DWill wrote:This will be a trick, indeed, since Dennett tells us that up until now, even religious attempts to answer the why of life have substituted the how, in the form of various cosmogonies.
Do you really think so? Do you think that Calvin's declaration that the chief end of man is to give glory to God is a cosmogony? I rather think it is like Socrates arguing that we are seeking the good. And declaring that the unexamined life is not worth living. And surely you would not consider either of those to be a cosmogony.
DWill wrote: Dennett will do this on what we might call a purely materialistic foundation.

I have no problem with materialistic frameworks. I would simply point out that there are levels of complexity which are "emergent" from the lower levels of complexity in ways which make the lower levels inadequate to analyze the higher. So, for example, we would not try to understand biology by starting with the principles which make chemistry useful, but look at biological phenomena as processes in their own right, made up from chemical materials. In the same way, a biological process capable of reflecting on its telos, and of modifying it, is an emergent level of complexity, whose proper name is "spirit". We do not observe elephants or even chimps reflecting on what kind of elephant they will be, and deciding to be a different kind. (Maybe in chimps - judgment reserved.) The dynamics of such reflective, self-modifying properties are, to say the least, of interest to humans.
DWill wrote:To me, this seems to point to "theistic" forms of evolution as not being compatible with Darwin's actual theory.
Right. It is too bad that so many people are still hung up on making sure some entity fitting traditional ideas of God is in the picture of causation. Or, for that matter, that non-religious people take this to be the essential telos and function of religion.
DWill wrote:I did not get all of the meaning in your first post, Harry. Maybe what I've just said accidentally touches on some of it.

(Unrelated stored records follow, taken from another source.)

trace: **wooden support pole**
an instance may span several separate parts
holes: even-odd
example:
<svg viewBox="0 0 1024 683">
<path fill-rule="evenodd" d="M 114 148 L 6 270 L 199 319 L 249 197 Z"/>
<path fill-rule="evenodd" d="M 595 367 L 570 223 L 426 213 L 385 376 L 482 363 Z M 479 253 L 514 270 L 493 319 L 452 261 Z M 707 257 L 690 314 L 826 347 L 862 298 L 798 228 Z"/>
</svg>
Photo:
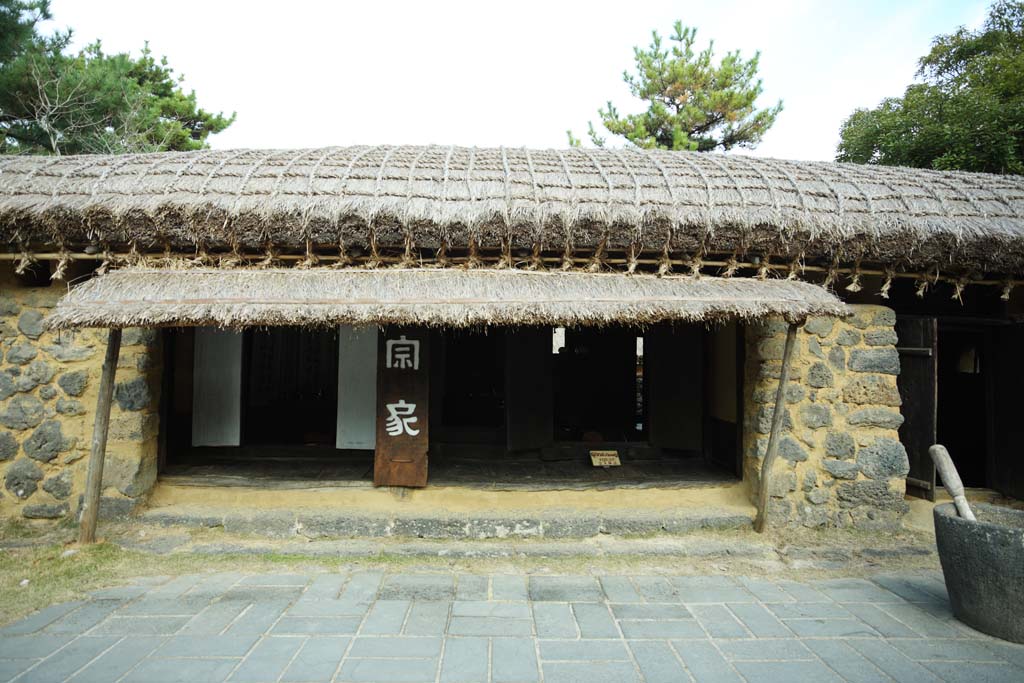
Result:
<svg viewBox="0 0 1024 683">
<path fill-rule="evenodd" d="M 92 451 L 89 453 L 89 474 L 85 480 L 82 521 L 78 542 L 96 542 L 96 520 L 100 512 L 100 491 L 103 489 L 103 458 L 107 452 L 107 430 L 110 427 L 110 402 L 114 397 L 114 374 L 121 353 L 121 330 L 111 329 L 107 336 L 107 355 L 103 359 L 100 393 L 96 397 L 96 420 L 92 427 Z"/>
<path fill-rule="evenodd" d="M 782 416 L 786 413 L 786 384 L 789 382 L 789 366 L 793 358 L 793 345 L 796 342 L 796 323 L 790 323 L 786 330 L 786 346 L 782 351 L 782 370 L 779 372 L 779 388 L 775 391 L 775 409 L 772 411 L 772 431 L 768 435 L 768 449 L 761 463 L 761 482 L 757 492 L 757 518 L 754 520 L 754 531 L 764 531 L 767 522 L 769 489 L 771 486 L 772 465 L 779 454 L 779 432 L 782 431 Z"/>
</svg>

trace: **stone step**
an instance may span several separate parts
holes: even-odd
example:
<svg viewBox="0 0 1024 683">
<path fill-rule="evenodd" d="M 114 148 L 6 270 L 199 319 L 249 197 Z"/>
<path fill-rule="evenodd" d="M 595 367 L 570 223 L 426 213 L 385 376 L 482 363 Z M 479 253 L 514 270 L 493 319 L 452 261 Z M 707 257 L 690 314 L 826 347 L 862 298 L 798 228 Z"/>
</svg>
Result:
<svg viewBox="0 0 1024 683">
<path fill-rule="evenodd" d="M 140 511 L 135 523 L 160 527 L 222 528 L 231 534 L 288 539 L 572 539 L 602 535 L 624 537 L 679 535 L 703 530 L 749 529 L 754 508 L 684 509 L 679 512 L 619 511 L 575 514 L 517 512 L 507 514 L 374 515 L 358 510 L 259 510 L 197 508 L 171 505 Z"/>
</svg>

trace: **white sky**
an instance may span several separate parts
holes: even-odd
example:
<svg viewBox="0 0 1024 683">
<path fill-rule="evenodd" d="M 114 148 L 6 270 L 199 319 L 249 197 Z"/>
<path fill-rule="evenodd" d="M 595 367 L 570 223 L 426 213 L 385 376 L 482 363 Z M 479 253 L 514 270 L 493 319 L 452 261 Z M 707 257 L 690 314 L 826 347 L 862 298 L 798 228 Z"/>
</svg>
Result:
<svg viewBox="0 0 1024 683">
<path fill-rule="evenodd" d="M 900 95 L 932 37 L 977 26 L 983 0 L 513 3 L 53 0 L 76 46 L 144 41 L 208 110 L 238 112 L 212 146 L 439 143 L 564 147 L 622 82 L 632 48 L 672 22 L 718 54 L 761 51 L 762 103 L 785 109 L 753 154 L 832 159 L 843 119 Z M 147 10 L 152 6 L 152 10 Z"/>
</svg>

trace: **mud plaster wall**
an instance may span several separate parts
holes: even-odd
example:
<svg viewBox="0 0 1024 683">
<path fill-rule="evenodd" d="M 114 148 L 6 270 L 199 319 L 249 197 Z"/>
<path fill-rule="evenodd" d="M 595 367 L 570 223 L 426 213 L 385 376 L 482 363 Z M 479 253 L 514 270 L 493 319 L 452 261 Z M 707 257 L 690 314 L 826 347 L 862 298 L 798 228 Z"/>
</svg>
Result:
<svg viewBox="0 0 1024 683">
<path fill-rule="evenodd" d="M 63 283 L 0 273 L 0 518 L 74 517 L 85 487 L 106 330 L 51 333 L 42 320 Z M 160 335 L 124 331 L 101 514 L 126 514 L 156 480 Z"/>
<path fill-rule="evenodd" d="M 884 306 L 851 308 L 846 320 L 812 318 L 797 333 L 770 524 L 894 528 L 908 509 L 896 315 Z M 747 329 L 744 479 L 755 497 L 786 328 L 779 319 Z"/>
</svg>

Sorry for being less than clear. I am mainly trying to lay the groundwork for interesting discussion that I hope arises later. Perhaps you were referring to my final remark about scientists restricting their discussion of religion to its usefulness or accuracy in explaining natural phenomena such as adaptations within species. What I was hinting at was that religion is densely involved with telos. And its purpose is almost never to explain natural phenomena. It purposes are virtually all social, psychological and spiritual. So addressing it as "bad science" is correct, but missing most of the point.

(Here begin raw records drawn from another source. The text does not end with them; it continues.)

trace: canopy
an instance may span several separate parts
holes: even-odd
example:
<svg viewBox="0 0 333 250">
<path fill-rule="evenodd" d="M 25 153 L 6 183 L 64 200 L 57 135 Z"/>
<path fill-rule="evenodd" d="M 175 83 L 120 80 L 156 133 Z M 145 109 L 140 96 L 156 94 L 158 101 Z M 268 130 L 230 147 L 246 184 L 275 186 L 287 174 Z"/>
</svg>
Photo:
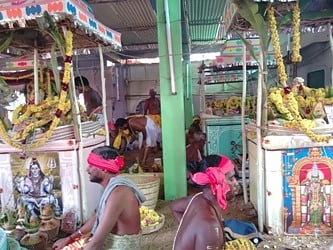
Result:
<svg viewBox="0 0 333 250">
<path fill-rule="evenodd" d="M 81 0 L 0 0 L 0 37 L 15 31 L 12 46 L 27 50 L 49 50 L 47 37 L 37 33 L 38 18 L 47 11 L 54 21 L 74 33 L 75 48 L 96 47 L 97 43 L 121 48 L 121 34 L 100 23 Z M 52 41 L 53 42 L 53 41 Z"/>
</svg>

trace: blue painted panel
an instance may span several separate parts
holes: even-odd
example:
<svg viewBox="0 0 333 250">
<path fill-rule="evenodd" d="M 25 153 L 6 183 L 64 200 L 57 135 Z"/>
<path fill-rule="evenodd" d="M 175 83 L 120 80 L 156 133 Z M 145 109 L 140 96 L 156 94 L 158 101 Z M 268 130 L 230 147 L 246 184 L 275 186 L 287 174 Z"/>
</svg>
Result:
<svg viewBox="0 0 333 250">
<path fill-rule="evenodd" d="M 243 153 L 241 117 L 206 120 L 207 154 L 236 158 Z"/>
</svg>

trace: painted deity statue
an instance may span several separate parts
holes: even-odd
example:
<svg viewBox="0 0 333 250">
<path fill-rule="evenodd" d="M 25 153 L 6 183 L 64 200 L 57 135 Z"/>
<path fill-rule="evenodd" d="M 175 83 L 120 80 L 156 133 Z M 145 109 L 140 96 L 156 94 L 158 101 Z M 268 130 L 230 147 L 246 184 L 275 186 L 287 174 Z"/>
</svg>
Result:
<svg viewBox="0 0 333 250">
<path fill-rule="evenodd" d="M 307 197 L 306 225 L 318 227 L 326 223 L 325 210 L 329 209 L 326 187 L 322 182 L 323 173 L 313 164 L 305 182 L 305 195 Z"/>
<path fill-rule="evenodd" d="M 53 194 L 53 175 L 46 176 L 36 158 L 29 165 L 28 175 L 15 179 L 17 191 L 20 193 L 18 204 L 23 204 L 34 216 L 39 216 L 46 204 L 54 208 L 56 215 L 61 214 L 59 202 Z"/>
</svg>

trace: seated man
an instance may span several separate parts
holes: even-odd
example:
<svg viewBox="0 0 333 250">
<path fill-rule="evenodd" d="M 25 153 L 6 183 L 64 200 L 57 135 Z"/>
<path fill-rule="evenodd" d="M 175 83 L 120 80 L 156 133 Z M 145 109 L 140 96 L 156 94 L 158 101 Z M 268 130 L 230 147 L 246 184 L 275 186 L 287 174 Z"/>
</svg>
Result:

I hope we will eventually arrive at ideas which help illuminate the issue of purpose within religion. And I was saying that scientists should be interested in religious phenomena as shedding light on the whole matter of "purpose".

For instance, one of the fundamental observations on the subject is that the telos of religion viewed from outside, such as its role in maintaining a social order or keeping aggression largely within a hierarchy framework to minimize unnecessary conflict, can differ dramatically from its telos as perceived, and described, from the inside, such as coming to terms with one's tendency to do wrong, and defining criteria for activities to count as meaningful and fulfilling. Anthropologists even have terms to describe these different modes of understanding purpose.